Cannot login to iSCSI target using bnx2i transport if bnx2i is loaded after the network device has been brought up. The workaround is to do service network restart. This upstream patch fixes the problem: http://marc.info/?l=linux-scsi&m=126953968406438&w=2
Michael, is this the patch you were requesting for 5.4.z?
(In reply to comment #1) > Michael, is this the patch you were requesting for 5.4.z? Yes, this is one of them. The other issues are still under investigation.
The issue I have with this request is that typical z-stream candidates have *no* workarounds available. I'll have to defer to Tom on this.
Adding devel ack for whatever version we decide. Patch only affects bnx2i, is lower risk and I have reviewed it and okd for upstream too.
This request was evaluated by Red Hat Product Management for inclusion in a Red Hat Enterprise Linux maintenance release. Product Management has requested further review of this request by Red Hat Engineering, for potential inclusion in a Red Hat Enterprise Linux Update release for currently deployed products. This request is not yet committed for inclusion in an Update release.
Created attachment 416806 [details] /var/log/message log tried with following environment : connect two boxes which have Broadcom Corporation NetXtreme II BCM57711 10-Gigabit PCIe make the NICs in the same LAN 192.168.2.0/24 [RHEL 5.5 initiator v.s.
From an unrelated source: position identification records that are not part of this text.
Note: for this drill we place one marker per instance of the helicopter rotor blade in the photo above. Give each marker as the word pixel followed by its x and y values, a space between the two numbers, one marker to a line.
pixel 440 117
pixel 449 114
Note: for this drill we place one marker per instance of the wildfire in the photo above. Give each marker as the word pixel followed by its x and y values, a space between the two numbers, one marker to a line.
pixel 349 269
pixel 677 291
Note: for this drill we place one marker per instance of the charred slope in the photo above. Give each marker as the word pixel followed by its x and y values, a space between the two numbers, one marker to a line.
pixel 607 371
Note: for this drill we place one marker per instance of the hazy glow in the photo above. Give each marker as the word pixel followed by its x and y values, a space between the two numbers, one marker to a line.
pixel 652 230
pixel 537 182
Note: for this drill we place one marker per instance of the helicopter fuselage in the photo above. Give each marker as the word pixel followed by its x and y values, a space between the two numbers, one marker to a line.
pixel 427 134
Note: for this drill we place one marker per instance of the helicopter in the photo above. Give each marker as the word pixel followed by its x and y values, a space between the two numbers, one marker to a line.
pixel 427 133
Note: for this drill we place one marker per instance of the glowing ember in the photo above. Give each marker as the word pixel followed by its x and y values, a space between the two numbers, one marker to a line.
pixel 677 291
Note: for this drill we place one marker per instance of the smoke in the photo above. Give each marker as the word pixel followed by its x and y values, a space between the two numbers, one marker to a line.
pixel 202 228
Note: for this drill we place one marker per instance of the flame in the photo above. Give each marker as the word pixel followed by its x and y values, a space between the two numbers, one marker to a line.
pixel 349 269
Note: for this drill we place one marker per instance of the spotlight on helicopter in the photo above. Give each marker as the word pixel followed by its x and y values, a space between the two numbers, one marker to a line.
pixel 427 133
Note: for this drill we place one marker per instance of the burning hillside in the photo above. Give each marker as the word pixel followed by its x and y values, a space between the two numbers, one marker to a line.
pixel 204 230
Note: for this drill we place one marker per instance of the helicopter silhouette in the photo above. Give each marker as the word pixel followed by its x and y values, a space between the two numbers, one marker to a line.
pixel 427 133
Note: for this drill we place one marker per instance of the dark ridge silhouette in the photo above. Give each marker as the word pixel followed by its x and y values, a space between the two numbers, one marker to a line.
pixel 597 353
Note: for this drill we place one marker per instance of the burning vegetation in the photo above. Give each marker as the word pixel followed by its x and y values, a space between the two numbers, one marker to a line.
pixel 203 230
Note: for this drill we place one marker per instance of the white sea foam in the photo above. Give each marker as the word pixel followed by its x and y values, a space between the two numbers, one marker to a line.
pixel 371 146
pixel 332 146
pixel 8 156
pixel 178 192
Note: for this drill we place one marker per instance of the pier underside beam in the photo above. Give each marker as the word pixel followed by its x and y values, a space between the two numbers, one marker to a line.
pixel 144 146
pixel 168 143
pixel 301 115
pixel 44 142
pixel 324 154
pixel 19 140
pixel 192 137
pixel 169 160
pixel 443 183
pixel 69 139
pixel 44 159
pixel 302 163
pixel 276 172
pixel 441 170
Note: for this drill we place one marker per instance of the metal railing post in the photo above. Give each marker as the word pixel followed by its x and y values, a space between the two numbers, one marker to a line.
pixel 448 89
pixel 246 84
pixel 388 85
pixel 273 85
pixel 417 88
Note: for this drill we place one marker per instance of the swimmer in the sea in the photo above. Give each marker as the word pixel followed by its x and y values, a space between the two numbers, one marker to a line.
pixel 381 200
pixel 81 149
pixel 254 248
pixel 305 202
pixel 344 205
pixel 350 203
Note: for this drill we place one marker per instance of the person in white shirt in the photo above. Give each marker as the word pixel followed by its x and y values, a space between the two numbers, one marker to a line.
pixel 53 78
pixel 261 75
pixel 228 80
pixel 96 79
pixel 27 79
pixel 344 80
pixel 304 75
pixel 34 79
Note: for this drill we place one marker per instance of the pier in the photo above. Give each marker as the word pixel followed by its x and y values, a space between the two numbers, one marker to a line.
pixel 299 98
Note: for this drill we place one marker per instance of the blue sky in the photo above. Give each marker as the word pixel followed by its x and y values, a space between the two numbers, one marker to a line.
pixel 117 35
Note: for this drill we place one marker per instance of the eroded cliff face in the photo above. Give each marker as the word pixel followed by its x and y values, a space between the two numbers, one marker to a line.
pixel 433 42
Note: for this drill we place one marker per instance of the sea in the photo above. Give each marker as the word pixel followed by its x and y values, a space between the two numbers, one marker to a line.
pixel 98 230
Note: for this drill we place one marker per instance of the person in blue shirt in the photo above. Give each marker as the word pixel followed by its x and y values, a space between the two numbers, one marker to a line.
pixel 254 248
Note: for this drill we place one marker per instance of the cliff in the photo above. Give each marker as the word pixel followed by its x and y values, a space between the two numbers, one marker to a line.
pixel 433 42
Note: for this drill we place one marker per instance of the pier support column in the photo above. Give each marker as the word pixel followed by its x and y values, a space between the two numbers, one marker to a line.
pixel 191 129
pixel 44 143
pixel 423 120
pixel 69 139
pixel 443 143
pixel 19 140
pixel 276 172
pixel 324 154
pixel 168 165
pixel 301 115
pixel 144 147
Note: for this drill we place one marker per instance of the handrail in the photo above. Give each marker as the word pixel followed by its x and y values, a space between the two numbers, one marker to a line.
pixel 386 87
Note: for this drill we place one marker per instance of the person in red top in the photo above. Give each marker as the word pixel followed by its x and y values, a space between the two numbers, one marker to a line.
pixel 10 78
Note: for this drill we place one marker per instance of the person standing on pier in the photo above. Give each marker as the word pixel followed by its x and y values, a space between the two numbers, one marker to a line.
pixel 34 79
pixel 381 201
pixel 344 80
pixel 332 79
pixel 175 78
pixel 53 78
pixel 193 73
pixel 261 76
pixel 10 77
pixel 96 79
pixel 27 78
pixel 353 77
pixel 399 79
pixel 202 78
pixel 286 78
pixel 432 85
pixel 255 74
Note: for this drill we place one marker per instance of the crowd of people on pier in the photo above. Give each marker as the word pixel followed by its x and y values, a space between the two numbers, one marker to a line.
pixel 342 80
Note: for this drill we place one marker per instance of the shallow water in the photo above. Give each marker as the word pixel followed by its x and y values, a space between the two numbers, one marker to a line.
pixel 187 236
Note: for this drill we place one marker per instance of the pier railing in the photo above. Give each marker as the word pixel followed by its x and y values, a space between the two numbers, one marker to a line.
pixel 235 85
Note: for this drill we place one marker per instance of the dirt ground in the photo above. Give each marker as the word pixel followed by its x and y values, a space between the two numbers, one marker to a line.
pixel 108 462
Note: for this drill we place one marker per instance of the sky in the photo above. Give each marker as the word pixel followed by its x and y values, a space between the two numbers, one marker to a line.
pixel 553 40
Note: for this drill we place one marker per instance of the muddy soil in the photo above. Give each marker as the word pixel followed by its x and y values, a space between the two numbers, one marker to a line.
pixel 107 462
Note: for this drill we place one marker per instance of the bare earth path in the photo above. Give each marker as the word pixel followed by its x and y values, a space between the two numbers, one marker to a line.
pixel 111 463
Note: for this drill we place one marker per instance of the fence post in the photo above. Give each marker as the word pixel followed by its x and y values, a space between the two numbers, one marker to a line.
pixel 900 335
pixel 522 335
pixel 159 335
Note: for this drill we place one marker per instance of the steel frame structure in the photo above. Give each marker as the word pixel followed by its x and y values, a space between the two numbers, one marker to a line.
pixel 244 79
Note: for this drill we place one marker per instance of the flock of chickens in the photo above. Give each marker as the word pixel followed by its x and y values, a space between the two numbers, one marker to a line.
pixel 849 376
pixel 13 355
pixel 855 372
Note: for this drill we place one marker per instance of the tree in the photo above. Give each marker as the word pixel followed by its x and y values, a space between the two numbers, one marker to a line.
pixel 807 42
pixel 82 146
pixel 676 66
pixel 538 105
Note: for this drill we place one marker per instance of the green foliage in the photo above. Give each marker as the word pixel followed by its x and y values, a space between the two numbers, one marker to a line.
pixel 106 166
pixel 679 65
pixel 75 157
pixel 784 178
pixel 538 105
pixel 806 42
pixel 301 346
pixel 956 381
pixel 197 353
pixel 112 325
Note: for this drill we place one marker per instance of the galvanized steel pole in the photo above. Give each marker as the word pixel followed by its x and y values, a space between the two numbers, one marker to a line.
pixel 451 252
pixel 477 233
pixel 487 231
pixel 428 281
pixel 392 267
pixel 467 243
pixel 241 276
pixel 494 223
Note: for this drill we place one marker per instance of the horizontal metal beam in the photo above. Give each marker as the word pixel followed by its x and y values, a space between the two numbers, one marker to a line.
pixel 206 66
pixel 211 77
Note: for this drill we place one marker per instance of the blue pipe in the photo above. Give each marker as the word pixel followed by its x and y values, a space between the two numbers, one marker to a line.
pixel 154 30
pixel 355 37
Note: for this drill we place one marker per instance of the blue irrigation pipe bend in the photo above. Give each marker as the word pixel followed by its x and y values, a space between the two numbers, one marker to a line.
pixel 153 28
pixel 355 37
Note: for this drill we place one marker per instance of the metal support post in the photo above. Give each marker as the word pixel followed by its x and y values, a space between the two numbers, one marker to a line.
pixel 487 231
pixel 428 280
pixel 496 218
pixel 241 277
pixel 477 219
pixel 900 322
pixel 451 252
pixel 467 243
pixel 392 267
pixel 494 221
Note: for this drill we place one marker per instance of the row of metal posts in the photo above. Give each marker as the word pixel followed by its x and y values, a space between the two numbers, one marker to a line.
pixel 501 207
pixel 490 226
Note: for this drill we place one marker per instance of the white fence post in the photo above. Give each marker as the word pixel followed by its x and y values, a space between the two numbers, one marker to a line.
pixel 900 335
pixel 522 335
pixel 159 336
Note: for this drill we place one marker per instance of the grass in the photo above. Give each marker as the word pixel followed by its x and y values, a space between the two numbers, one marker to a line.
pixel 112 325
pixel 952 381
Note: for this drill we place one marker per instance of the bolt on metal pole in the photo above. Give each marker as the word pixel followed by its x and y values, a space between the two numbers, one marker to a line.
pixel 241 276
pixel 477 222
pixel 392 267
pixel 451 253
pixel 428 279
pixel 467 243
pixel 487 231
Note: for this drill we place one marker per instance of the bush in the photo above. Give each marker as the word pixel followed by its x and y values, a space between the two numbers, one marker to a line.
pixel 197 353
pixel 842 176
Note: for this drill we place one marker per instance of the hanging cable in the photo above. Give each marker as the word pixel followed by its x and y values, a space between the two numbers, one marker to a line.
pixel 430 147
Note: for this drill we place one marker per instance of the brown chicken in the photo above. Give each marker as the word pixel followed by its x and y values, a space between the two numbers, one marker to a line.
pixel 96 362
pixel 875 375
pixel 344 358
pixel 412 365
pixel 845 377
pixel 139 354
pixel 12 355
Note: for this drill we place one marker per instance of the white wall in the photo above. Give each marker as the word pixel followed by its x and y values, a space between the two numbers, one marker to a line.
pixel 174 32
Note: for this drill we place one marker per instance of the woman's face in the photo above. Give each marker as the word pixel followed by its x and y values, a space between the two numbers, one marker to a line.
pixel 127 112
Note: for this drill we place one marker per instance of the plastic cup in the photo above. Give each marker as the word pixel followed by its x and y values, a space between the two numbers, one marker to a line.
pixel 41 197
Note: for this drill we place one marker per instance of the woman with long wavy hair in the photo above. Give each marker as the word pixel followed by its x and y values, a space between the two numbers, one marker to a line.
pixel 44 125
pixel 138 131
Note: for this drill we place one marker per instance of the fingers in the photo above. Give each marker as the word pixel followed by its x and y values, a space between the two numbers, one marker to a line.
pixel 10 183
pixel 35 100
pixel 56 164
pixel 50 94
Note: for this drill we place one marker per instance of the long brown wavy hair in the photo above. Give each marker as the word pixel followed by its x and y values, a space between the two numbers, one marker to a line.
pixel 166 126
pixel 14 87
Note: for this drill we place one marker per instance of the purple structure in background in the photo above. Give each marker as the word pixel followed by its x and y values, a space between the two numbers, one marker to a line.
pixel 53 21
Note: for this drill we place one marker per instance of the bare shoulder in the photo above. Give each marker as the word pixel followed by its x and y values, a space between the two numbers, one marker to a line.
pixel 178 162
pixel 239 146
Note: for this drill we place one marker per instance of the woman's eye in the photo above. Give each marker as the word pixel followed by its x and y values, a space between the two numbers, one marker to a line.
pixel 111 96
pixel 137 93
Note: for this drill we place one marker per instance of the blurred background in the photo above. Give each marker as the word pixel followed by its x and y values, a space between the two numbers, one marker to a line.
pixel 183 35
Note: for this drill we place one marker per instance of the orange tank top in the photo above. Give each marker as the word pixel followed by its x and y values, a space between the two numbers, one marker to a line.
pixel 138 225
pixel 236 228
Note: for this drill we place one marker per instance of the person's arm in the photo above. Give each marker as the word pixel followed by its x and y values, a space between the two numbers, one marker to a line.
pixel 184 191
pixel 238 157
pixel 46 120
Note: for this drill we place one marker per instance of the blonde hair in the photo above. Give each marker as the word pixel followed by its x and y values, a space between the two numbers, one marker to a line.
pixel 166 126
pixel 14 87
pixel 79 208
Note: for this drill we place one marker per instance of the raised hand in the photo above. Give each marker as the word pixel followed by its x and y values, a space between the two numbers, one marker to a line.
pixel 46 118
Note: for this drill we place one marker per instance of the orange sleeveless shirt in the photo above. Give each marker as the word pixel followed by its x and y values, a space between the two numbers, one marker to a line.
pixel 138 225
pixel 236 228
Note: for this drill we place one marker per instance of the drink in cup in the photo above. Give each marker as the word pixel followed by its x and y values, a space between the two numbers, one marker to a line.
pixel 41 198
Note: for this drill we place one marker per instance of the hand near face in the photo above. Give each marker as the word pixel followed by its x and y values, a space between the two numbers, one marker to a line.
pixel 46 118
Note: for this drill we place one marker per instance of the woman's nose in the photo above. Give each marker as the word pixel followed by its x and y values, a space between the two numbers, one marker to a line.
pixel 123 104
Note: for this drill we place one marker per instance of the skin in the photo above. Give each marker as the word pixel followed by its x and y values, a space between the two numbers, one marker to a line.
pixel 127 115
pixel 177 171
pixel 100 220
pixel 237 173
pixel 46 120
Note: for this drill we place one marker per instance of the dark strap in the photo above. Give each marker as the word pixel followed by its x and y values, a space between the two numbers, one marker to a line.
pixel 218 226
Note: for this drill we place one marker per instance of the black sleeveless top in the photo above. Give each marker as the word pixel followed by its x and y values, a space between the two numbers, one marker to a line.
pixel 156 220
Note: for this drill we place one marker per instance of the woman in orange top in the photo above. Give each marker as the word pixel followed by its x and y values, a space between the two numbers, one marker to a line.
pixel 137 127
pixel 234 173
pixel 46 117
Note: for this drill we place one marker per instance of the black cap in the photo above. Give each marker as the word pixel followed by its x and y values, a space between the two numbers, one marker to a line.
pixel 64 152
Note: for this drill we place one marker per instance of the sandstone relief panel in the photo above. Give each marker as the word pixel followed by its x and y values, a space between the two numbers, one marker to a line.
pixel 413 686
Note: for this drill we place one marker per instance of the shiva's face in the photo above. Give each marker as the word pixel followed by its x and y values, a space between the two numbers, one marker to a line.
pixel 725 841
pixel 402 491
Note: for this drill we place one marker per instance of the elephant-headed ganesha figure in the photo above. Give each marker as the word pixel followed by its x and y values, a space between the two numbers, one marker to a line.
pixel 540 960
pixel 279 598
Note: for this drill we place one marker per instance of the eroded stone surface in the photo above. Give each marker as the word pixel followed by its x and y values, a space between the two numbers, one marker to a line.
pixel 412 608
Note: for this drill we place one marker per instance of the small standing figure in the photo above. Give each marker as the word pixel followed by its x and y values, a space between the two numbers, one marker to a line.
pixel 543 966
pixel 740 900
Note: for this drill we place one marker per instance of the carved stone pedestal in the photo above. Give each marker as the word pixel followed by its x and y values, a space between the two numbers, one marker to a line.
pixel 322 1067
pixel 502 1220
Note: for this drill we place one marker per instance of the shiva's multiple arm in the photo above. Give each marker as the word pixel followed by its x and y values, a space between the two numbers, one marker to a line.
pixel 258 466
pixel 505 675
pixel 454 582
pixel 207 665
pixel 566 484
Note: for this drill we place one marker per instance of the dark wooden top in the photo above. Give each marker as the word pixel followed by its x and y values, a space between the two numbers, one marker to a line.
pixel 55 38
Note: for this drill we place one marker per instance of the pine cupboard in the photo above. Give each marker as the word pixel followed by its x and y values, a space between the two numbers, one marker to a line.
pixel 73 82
RHEL 5.5 target] All of them are with 2.6.18-198.el5 kernel [target] 192.168.2.101/255.255.255.0 # service tgtd start # tgtadm --lld iscsi --op new --mode target --tid 1 -T bnx2i_test # tgtadm --lld iscsi --op new --mode logicalunit --tid 1 --lun 1 -b /dev/sdb # tgtadm --lld iscsi --op bind --mode target --tid 1 -I ALL [initiator] 192.168.2.103/255.255.255.0 #iscsiadm --mode discovery --type sendtargets --portal 192.168.2.101 #iscsiadm --mode node --login Logging in to [iface: default,target: bnx2i_test,portal:192.168.2.101,3260] Vendor: IET Model: Cotroller Rev:0001 Type : RAID ANSI SCSI revision:05 scsi 9:0:0:0: Attached scsi generic sg2 type 12 Vendor: IET Model: Cotroller Rev:0001 Type : RAID ANSI SCSI revision:05 SCSIdevice sdb:419458080 512-byte hdwr sectors (214759 MB) sdb:Write Protect is off SCSI device sdb: driver cache: write back SCSI device sdb:419458080 512-byte hdwr sectors (214759 MB) sdb:Write Protect is off SCSI device sdb: driver cache: write back end_request: I/O error, dev sdb, sector 0 printk: 4 messages suppressed Buffer I/O error on device sdb,logical block 0 end_request: I/O error, dev sdb, sector 0 Buffer I/O error on device sdb,logical block 0 end_request: I/O error, dev sdb, sector 0 Buffer I/O error on device sdb,logical block 0 at this time target display: end_request: I/O error, dev sdb, sector 0 end_request: I/O error, dev sdb, sector 0 end_request: I/O error, dev sdb, sector 0 end_request: I/O error, dev sdb, sector 0 end_request: I/O error, dev sdb, sector 0 .... ... end_request: I/O error, dev sdb, sector 0 check whether iscsi lun is attached on initiator side : #fdisk -l Disk /dev/sda: 500.1 GB, 500107862016 bytes 255 heads, 63 sectors/track, 60801 cylinders Units = cylinders of 16065 * 512 = 8225280 bytes Device Boot Start End Blocks Id System /dev/sda1 * 1 13 104391 83 Linux /dev/sda2 14 60801 488279610 8e Linux LVM /dev/sdb is not attached ,and begin to output I/O error on the console both on target and initiator side . After a long while (about two hours), get a Call Trace on initiator console , Can't ping from remote machines. Initiator machine hang . sorry for no serial console log captured , for no device for capturing that .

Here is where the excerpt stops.